Il comune di Savignano sul Panaro, con decorrenza, manda 'in soffitta' la Tari per passare alla Tariffa corrispettiva puntuale (Tcp). Questa decisione si inserisce in un quadro più ampio di strategie per la gestione dei rifiuti a livello regionale. Il passaggio alla Tcp rientra infatti nelle strategie individuate dal Piano regionale dei rifiuti, un documento programmatico che definisce gli obiettivi e le azioni per migliorare l'efficienza e la sostenibilità del sistema di raccolta e smaltimento. L'intento principale di questa transizione è quello di aumentare la raccolta differenziata, promuovendo comportamenti virtuosi da parte di cittadini e imprese. A differenza della Tari, che si basava principalmente su criteri presuntivi, la Tcp introduce un sistema dove il costo del servizio è strettamente correlato alla quantità di rifiuto indifferenziato effettivamente prodotto da ogni utenza.
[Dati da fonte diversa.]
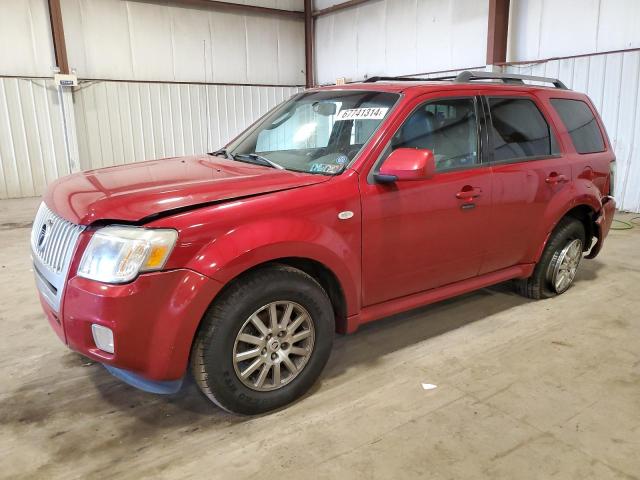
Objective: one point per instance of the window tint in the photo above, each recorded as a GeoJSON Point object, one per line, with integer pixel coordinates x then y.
{"type": "Point", "coordinates": [581, 124]}
{"type": "Point", "coordinates": [447, 127]}
{"type": "Point", "coordinates": [519, 130]}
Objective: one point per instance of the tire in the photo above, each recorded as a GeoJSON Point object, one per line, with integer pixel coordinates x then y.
{"type": "Point", "coordinates": [542, 283]}
{"type": "Point", "coordinates": [275, 288]}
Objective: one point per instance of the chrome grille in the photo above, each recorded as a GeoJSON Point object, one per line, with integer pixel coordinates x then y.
{"type": "Point", "coordinates": [52, 237]}
{"type": "Point", "coordinates": [53, 240]}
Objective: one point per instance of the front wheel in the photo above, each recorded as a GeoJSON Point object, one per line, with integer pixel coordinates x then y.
{"type": "Point", "coordinates": [264, 342]}
{"type": "Point", "coordinates": [557, 268]}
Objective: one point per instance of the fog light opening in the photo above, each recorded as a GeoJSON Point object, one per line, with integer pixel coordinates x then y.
{"type": "Point", "coordinates": [103, 338]}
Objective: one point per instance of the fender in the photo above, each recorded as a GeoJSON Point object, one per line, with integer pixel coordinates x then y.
{"type": "Point", "coordinates": [261, 241]}
{"type": "Point", "coordinates": [581, 192]}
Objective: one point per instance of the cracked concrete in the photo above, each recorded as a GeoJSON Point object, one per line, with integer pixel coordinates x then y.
{"type": "Point", "coordinates": [525, 389]}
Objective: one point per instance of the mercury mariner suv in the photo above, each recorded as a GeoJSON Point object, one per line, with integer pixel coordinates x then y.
{"type": "Point", "coordinates": [342, 205]}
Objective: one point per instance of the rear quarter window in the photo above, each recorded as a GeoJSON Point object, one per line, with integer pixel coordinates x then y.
{"type": "Point", "coordinates": [581, 125]}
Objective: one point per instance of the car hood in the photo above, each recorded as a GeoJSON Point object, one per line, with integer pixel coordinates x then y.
{"type": "Point", "coordinates": [135, 191]}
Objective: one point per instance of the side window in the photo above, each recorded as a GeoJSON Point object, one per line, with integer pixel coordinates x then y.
{"type": "Point", "coordinates": [581, 124]}
{"type": "Point", "coordinates": [448, 127]}
{"type": "Point", "coordinates": [519, 130]}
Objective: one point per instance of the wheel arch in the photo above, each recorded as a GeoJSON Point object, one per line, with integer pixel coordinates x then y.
{"type": "Point", "coordinates": [583, 212]}
{"type": "Point", "coordinates": [320, 272]}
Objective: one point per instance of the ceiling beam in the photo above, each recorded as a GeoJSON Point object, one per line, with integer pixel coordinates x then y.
{"type": "Point", "coordinates": [338, 7]}
{"type": "Point", "coordinates": [308, 41]}
{"type": "Point", "coordinates": [497, 33]}
{"type": "Point", "coordinates": [57, 32]}
{"type": "Point", "coordinates": [233, 7]}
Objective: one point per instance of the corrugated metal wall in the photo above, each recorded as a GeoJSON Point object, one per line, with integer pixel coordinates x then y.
{"type": "Point", "coordinates": [395, 37]}
{"type": "Point", "coordinates": [118, 122]}
{"type": "Point", "coordinates": [136, 40]}
{"type": "Point", "coordinates": [123, 122]}
{"type": "Point", "coordinates": [26, 48]}
{"type": "Point", "coordinates": [612, 81]}
{"type": "Point", "coordinates": [33, 143]}
{"type": "Point", "coordinates": [560, 28]}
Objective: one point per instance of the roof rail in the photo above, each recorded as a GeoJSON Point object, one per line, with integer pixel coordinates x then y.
{"type": "Point", "coordinates": [395, 79]}
{"type": "Point", "coordinates": [468, 76]}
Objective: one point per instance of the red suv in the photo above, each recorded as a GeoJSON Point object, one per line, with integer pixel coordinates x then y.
{"type": "Point", "coordinates": [343, 205]}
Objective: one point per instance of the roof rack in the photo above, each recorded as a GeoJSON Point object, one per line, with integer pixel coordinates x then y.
{"type": "Point", "coordinates": [468, 76]}
{"type": "Point", "coordinates": [396, 79]}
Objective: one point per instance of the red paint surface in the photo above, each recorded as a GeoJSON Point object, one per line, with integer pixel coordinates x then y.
{"type": "Point", "coordinates": [407, 244]}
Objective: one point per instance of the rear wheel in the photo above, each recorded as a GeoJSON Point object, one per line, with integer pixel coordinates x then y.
{"type": "Point", "coordinates": [555, 271]}
{"type": "Point", "coordinates": [264, 342]}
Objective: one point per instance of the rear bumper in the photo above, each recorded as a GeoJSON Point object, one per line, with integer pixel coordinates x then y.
{"type": "Point", "coordinates": [603, 224]}
{"type": "Point", "coordinates": [153, 319]}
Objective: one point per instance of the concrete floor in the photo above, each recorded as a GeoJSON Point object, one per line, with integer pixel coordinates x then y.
{"type": "Point", "coordinates": [525, 389]}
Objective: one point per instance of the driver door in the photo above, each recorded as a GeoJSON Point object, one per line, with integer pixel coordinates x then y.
{"type": "Point", "coordinates": [422, 234]}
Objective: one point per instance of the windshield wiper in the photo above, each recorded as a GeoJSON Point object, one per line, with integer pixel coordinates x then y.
{"type": "Point", "coordinates": [254, 156]}
{"type": "Point", "coordinates": [224, 152]}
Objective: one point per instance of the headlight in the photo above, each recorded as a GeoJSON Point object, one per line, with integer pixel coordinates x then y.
{"type": "Point", "coordinates": [117, 254]}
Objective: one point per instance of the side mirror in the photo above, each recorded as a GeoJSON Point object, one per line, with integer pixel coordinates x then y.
{"type": "Point", "coordinates": [407, 164]}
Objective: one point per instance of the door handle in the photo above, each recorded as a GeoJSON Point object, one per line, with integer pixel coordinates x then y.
{"type": "Point", "coordinates": [468, 193]}
{"type": "Point", "coordinates": [555, 178]}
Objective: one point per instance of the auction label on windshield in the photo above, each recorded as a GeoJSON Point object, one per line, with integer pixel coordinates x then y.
{"type": "Point", "coordinates": [362, 114]}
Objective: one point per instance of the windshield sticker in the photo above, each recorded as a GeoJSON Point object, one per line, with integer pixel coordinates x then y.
{"type": "Point", "coordinates": [362, 114]}
{"type": "Point", "coordinates": [325, 168]}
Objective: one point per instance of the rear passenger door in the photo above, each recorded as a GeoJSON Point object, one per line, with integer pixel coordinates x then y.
{"type": "Point", "coordinates": [528, 171]}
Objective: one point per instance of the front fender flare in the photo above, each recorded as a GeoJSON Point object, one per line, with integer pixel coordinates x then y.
{"type": "Point", "coordinates": [250, 245]}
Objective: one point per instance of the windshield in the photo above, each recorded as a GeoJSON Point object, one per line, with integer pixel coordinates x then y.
{"type": "Point", "coordinates": [316, 132]}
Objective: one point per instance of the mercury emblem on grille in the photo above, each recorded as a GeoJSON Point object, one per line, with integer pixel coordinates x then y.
{"type": "Point", "coordinates": [44, 233]}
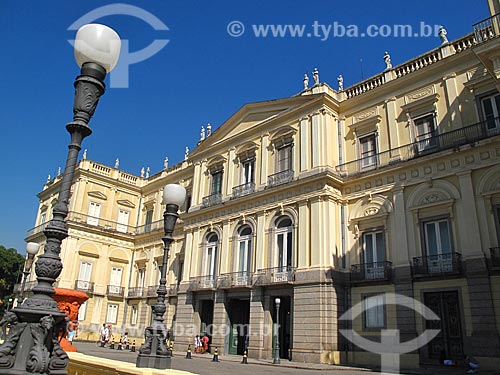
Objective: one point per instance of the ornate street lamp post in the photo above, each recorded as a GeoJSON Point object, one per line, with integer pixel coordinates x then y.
{"type": "Point", "coordinates": [31, 345]}
{"type": "Point", "coordinates": [155, 353]}
{"type": "Point", "coordinates": [276, 359]}
{"type": "Point", "coordinates": [31, 250]}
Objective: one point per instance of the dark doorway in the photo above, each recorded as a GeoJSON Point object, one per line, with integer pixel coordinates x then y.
{"type": "Point", "coordinates": [239, 318]}
{"type": "Point", "coordinates": [285, 327]}
{"type": "Point", "coordinates": [448, 342]}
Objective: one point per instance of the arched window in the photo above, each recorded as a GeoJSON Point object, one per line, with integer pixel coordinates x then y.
{"type": "Point", "coordinates": [244, 252]}
{"type": "Point", "coordinates": [211, 254]}
{"type": "Point", "coordinates": [284, 243]}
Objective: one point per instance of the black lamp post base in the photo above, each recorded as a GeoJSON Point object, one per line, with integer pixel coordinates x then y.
{"type": "Point", "coordinates": [159, 362]}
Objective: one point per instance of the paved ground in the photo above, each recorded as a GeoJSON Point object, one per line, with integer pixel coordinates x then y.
{"type": "Point", "coordinates": [202, 364]}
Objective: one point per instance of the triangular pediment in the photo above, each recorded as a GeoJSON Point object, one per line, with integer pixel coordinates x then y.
{"type": "Point", "coordinates": [251, 117]}
{"type": "Point", "coordinates": [97, 194]}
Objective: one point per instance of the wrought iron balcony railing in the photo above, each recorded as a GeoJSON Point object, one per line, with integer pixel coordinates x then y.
{"type": "Point", "coordinates": [212, 200]}
{"type": "Point", "coordinates": [495, 257]}
{"type": "Point", "coordinates": [425, 146]}
{"type": "Point", "coordinates": [280, 178]}
{"type": "Point", "coordinates": [136, 292]}
{"type": "Point", "coordinates": [242, 190]}
{"type": "Point", "coordinates": [152, 291]}
{"type": "Point", "coordinates": [487, 29]}
{"type": "Point", "coordinates": [28, 287]}
{"type": "Point", "coordinates": [440, 264]}
{"type": "Point", "coordinates": [151, 227]}
{"type": "Point", "coordinates": [106, 225]}
{"type": "Point", "coordinates": [38, 229]}
{"type": "Point", "coordinates": [371, 271]}
{"type": "Point", "coordinates": [84, 286]}
{"type": "Point", "coordinates": [115, 291]}
{"type": "Point", "coordinates": [202, 282]}
{"type": "Point", "coordinates": [234, 280]}
{"type": "Point", "coordinates": [277, 275]}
Questo meccanismo mira a responsabilizzare maggiormente gli utenti, spingendoli a ridurre il volume dei rifiuti non differenziabili e a incrementare la separazione dei materiali riciclabili, contribuendo così a una migliore gestione delle risorse e a un minore impatto ambientale complessivo. La volontà di modernizzare il servizio e di allinearsi alle migliori pratiche europee in materia di economia circolare è alla base di questa significativa riforma.

Differenze tra TARI e TCP

Come Funziona la TCP: Calcolo, Fatturazione e Regolamentazione

La Tariffa corrispettiva puntuale sarà fatturata direttamente da Hera, l'operatore che gestisce il servizio sul territorio. Similmente a quanto accadeva per la Tari, l'importo totale della tariffa è calcolato basandosi su due parametri fondamentali. Per le utenze domestiche, l’importo è calcolato in base alla superficie dell’immobile occupato e al numero degli occupanti, garantendo così una proporzionalità tra il costo del servizio e le dimensioni del nucleo familiare, che notoriamente incidono sulla produzione di rifiuti. Per le utenze non domestiche, che comprendono attività commerciali, industriali e di servizio, il calcolo si basa sulla categoria di attività svolta, riflettendo le diverse tipologie e quantità di rifiuti che un'impresa può generare. È fondamentale comprendere che l’unico rifiuto sul quale viene calcolata la Tcp è quello indifferenziato, ovvero la frazione non riciclabile dei rifiuti solidi urbani. Questo rifiuto viene conteggiato considerando l’intero volume conferito al servizio, il che significa che ogni volta che un bidoncino di indifferenziato viene esposto o un sacchetto viene gettato nel cassonetto apposito, il suo volume contribuisce al calcolo della tariffa. Questo approccio incentivante rende evidente come una corretta e capillare raccolta differenziata possa portare a benefici economici diretti per l'utente finale.

Le tariffe specifiche applicate e il regolamento dettagliato della Tcp saranno stabiliti dall’Agenzia territoriale dell’Emilia-Romagna per i Servizi idrici e Rifiuti (Atersir) entro il primo semestre. Atersir è l'ente di riferimento regionale che ha il compito di definire le linee guida e le regole per la gestione dei servizi pubblici locali, garantendo uniformità e trasparenza. Una volta definiti, i dettagli relativi alle tariffe e al regolamento si potranno consultare nell’area “Assistenza” del sito del Gruppo Hera. Gli utenti potranno accedere a queste informazioni selezionando il proprio Comune di residenza o attività, assicurandosi così di avere accesso a dati precisi e personalizzati. Questo sistema garantisce che le informazioni siano facilmente reperibili e aggiornate, offrendo un punto di riferimento chiaro per tutti gli interessati.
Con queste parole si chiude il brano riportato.